We can provide a lot of information on this subject; for truly industrial-strength answers we have a nearly 50 page principles of operation document that gives full information about system architecture, keys used (where/how generated, where stored, lifetimes, etc). This is generally the document that we provide to pentesting firms or companies doing security reviews, and it’s provided under NDA - contact sales for more info on that.
We also can provide some more basic information which is not NDA protected. What are your customers concerned about, specifically?
Some common answers below, for impOS33 and later. There have been improvements since impOS32 (current release for imp001-003) but impOS34 is just around the corner which harmonizes all devices onto the same version. I’m quoting the impOS34 detail as that’s more relevant long-term.
Connection type
Imps connect outwards to the server in all cases. There is no need for customers to open any inbound ports.

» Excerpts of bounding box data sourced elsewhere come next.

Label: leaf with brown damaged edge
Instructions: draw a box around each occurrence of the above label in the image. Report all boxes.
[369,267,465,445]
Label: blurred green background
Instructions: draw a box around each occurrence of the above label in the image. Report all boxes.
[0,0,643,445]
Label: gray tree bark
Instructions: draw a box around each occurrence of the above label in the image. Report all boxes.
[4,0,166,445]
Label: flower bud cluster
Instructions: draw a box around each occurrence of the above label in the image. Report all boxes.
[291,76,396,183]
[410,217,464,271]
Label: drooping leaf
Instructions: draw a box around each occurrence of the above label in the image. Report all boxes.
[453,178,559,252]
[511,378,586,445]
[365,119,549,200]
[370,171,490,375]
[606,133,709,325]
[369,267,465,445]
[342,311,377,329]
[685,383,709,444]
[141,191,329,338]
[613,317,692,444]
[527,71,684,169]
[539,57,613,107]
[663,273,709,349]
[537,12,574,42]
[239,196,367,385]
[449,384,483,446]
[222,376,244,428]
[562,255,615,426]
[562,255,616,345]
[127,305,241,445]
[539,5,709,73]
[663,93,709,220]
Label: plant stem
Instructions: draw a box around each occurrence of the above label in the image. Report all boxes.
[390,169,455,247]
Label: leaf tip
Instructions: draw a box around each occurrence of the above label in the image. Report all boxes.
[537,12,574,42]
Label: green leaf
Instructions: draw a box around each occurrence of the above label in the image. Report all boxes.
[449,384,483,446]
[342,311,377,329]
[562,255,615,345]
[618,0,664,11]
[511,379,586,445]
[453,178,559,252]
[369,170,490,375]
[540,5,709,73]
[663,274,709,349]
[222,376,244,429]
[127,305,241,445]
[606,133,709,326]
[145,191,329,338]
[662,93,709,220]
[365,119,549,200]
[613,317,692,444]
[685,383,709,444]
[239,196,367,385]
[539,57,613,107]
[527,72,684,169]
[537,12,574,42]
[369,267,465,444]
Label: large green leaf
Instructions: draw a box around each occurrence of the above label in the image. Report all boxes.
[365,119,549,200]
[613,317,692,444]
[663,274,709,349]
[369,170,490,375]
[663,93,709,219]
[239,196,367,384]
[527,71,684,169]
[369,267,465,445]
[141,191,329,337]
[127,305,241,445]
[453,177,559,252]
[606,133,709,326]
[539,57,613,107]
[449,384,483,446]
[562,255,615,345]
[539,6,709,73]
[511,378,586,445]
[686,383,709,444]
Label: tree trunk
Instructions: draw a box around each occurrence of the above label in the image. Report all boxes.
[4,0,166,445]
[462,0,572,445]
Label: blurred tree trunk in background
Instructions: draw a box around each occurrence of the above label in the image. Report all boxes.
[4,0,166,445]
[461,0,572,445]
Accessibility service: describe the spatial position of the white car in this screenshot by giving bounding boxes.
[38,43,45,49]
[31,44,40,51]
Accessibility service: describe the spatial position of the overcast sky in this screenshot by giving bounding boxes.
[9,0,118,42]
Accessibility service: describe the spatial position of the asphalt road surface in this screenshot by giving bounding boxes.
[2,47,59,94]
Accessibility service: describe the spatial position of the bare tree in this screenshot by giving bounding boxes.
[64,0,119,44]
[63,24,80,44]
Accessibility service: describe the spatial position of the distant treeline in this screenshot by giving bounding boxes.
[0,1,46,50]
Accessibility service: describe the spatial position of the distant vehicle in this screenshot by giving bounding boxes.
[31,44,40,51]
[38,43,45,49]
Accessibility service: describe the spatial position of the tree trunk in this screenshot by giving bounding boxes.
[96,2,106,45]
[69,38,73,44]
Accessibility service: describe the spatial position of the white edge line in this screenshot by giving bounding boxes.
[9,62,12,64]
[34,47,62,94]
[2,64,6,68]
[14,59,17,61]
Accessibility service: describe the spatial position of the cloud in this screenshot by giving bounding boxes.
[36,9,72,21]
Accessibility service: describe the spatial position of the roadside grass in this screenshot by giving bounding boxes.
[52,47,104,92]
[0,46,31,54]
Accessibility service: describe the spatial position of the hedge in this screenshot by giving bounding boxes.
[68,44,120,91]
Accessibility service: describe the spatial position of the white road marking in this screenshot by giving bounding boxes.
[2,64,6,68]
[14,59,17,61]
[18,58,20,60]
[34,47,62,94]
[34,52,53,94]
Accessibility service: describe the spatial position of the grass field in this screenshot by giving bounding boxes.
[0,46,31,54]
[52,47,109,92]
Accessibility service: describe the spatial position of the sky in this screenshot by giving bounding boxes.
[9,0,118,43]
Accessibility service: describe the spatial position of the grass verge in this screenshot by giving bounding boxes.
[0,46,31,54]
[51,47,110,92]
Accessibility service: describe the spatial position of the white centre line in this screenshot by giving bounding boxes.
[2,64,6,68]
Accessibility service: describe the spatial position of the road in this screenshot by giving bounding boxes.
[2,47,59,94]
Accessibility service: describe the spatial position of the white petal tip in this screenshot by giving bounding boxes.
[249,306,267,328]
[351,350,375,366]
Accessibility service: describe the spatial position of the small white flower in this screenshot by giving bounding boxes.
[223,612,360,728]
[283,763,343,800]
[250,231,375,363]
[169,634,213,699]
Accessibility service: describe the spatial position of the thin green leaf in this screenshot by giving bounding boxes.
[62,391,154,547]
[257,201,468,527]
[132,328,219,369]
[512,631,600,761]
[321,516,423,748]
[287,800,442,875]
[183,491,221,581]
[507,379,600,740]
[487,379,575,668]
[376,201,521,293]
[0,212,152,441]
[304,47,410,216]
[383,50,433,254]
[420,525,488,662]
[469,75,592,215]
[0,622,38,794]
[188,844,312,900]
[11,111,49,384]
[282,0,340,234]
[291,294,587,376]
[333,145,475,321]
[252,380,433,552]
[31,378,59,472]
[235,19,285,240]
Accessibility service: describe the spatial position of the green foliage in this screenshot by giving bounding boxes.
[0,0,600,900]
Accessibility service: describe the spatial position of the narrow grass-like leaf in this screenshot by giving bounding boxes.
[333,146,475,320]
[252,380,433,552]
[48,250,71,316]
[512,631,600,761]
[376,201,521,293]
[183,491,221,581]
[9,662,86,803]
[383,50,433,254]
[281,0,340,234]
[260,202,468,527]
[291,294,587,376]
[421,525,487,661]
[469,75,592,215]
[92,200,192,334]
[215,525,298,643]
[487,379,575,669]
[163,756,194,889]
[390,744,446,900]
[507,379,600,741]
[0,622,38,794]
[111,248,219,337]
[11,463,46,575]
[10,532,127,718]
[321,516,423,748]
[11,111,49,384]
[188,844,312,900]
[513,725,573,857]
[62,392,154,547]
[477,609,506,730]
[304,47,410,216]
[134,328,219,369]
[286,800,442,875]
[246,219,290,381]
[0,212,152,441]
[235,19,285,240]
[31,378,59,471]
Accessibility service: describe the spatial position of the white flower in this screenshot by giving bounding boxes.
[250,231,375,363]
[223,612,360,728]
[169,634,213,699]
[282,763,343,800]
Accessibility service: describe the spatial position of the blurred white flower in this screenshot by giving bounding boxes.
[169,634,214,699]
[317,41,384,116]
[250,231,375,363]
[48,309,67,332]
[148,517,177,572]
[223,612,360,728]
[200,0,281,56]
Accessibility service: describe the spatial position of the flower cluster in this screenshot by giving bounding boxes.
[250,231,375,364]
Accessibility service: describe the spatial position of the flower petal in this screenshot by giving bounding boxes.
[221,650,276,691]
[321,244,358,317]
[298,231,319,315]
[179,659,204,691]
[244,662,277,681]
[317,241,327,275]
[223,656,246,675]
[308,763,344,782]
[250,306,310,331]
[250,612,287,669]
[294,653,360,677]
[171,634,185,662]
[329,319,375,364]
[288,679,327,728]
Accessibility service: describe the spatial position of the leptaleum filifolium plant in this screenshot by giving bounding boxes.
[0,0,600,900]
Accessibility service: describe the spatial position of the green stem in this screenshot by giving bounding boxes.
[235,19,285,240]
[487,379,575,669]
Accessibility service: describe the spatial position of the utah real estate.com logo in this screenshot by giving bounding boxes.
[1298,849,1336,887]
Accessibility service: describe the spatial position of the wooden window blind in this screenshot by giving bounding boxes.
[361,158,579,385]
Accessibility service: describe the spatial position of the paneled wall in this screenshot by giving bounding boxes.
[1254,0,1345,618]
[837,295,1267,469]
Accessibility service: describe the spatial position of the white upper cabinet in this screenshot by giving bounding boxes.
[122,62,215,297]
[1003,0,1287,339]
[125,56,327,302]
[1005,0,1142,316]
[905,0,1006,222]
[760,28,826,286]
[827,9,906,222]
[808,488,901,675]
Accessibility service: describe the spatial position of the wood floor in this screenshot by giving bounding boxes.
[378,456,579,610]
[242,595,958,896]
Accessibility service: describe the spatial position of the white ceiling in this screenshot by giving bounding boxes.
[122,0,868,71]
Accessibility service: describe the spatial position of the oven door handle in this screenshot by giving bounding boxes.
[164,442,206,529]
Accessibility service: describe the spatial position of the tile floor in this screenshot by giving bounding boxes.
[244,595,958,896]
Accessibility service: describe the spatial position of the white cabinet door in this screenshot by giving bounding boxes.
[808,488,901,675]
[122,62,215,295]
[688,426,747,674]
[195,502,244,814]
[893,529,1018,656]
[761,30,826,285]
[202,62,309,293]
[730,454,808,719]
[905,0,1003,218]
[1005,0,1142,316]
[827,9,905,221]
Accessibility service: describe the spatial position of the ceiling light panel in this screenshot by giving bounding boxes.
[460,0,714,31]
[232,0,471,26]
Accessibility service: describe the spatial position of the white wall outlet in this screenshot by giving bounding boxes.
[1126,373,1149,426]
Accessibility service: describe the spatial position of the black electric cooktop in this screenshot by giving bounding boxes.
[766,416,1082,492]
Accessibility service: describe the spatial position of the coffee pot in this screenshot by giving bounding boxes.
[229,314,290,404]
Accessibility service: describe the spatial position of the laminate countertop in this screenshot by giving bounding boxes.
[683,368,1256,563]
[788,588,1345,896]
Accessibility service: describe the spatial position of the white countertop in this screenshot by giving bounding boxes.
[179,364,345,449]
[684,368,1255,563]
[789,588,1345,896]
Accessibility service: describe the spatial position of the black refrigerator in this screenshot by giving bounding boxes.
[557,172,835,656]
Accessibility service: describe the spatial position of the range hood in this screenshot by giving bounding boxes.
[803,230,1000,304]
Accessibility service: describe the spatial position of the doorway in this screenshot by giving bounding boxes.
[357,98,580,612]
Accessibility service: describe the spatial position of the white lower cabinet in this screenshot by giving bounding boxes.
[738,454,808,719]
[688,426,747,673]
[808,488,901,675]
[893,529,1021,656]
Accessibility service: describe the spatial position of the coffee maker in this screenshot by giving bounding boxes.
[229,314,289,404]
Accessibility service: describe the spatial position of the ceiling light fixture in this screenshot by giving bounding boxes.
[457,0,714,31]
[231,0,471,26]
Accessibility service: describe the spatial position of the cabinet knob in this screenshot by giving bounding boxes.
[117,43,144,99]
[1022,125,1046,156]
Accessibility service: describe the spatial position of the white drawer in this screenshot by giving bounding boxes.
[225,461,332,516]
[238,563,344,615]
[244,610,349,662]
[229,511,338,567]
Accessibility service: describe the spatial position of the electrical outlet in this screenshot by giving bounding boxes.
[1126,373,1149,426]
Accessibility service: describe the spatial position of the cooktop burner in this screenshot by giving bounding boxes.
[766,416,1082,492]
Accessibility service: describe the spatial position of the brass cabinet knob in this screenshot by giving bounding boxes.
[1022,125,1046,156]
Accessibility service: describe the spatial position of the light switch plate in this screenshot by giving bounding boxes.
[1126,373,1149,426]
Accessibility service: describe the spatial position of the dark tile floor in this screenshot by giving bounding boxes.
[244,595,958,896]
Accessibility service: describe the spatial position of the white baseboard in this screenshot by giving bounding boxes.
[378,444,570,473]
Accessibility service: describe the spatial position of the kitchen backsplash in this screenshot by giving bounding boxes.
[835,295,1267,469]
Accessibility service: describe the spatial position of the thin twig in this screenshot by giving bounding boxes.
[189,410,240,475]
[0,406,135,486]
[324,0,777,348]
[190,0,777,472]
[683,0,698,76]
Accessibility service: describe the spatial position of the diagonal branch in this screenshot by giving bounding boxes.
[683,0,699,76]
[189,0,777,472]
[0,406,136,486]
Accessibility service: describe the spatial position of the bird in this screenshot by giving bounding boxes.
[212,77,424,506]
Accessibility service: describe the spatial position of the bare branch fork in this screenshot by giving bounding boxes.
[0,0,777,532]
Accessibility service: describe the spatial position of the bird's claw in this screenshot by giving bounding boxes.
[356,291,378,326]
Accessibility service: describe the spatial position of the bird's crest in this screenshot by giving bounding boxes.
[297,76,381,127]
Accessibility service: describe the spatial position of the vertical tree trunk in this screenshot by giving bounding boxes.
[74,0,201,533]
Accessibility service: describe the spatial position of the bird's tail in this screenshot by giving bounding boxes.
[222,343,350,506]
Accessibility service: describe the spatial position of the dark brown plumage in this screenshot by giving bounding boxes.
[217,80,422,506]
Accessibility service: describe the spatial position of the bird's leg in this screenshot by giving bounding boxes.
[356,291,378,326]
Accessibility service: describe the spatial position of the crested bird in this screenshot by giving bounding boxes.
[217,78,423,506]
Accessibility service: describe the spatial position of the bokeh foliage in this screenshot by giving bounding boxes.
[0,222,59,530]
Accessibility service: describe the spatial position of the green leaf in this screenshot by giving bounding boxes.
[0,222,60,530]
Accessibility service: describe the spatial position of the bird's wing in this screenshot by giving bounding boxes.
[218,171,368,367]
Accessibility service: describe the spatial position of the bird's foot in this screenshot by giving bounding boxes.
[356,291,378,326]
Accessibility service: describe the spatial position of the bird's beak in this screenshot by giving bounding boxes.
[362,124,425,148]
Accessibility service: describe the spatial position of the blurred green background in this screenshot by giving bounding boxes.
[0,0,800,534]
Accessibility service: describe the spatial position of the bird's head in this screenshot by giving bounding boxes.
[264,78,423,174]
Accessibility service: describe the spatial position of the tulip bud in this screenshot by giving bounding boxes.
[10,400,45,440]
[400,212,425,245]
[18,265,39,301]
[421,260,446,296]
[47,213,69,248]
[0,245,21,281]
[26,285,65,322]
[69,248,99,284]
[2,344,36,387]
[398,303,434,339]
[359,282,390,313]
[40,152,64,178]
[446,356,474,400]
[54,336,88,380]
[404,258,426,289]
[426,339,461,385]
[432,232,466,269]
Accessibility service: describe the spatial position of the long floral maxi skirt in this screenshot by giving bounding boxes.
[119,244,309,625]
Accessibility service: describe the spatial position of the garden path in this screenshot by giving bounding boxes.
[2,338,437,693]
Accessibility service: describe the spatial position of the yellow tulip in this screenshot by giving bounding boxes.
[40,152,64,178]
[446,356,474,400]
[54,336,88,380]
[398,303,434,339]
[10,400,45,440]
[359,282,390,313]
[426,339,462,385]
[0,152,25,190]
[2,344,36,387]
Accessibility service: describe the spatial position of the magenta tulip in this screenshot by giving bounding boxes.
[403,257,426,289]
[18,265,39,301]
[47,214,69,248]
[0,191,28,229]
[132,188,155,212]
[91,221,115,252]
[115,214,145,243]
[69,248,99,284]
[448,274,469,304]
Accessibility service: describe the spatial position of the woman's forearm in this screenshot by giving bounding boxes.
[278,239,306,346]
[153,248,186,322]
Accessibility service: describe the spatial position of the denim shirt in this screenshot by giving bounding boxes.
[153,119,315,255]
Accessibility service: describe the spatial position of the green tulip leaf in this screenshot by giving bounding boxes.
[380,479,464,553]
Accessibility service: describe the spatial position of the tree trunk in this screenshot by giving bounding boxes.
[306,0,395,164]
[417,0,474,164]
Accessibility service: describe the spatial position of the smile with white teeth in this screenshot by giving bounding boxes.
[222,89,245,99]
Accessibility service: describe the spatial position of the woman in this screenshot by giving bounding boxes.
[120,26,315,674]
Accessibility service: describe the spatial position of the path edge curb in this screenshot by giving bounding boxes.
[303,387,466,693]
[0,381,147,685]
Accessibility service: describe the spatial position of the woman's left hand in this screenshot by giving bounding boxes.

Imps will attempt connections on port 31314, 993 and 443 (in that order), and can be configured to use an HTTP CONNECT proxy. Static IP can also be configured.
Connection security
Connections are standard TLS1.2, using ECDHE-RSA2048-AES128-SHA256 (ie, forward secrecy is enabled). Embedded CAs verify the keys provided by each end, and a challenge-response is used to challenge the unique per-device key to prevent device impersonation even if TLS keys leaked.
Code security
All code is executed from on-die memory ONLY. All debug interfaces are disabled. VM applications are downloaded over the TLS channel. On imps that use off-die memory (eg imp005), the contents are encrypted with the per-device unique keys and AES128 - this includes OS images, VM applications, and configuration information.
OS security
OS images are encrypted and signed with an RSA4096 key that is stored within a FIPS140-2 compliant HSM. The HSM lives in a safe and requires multiple smartcards to be presented to sign an image.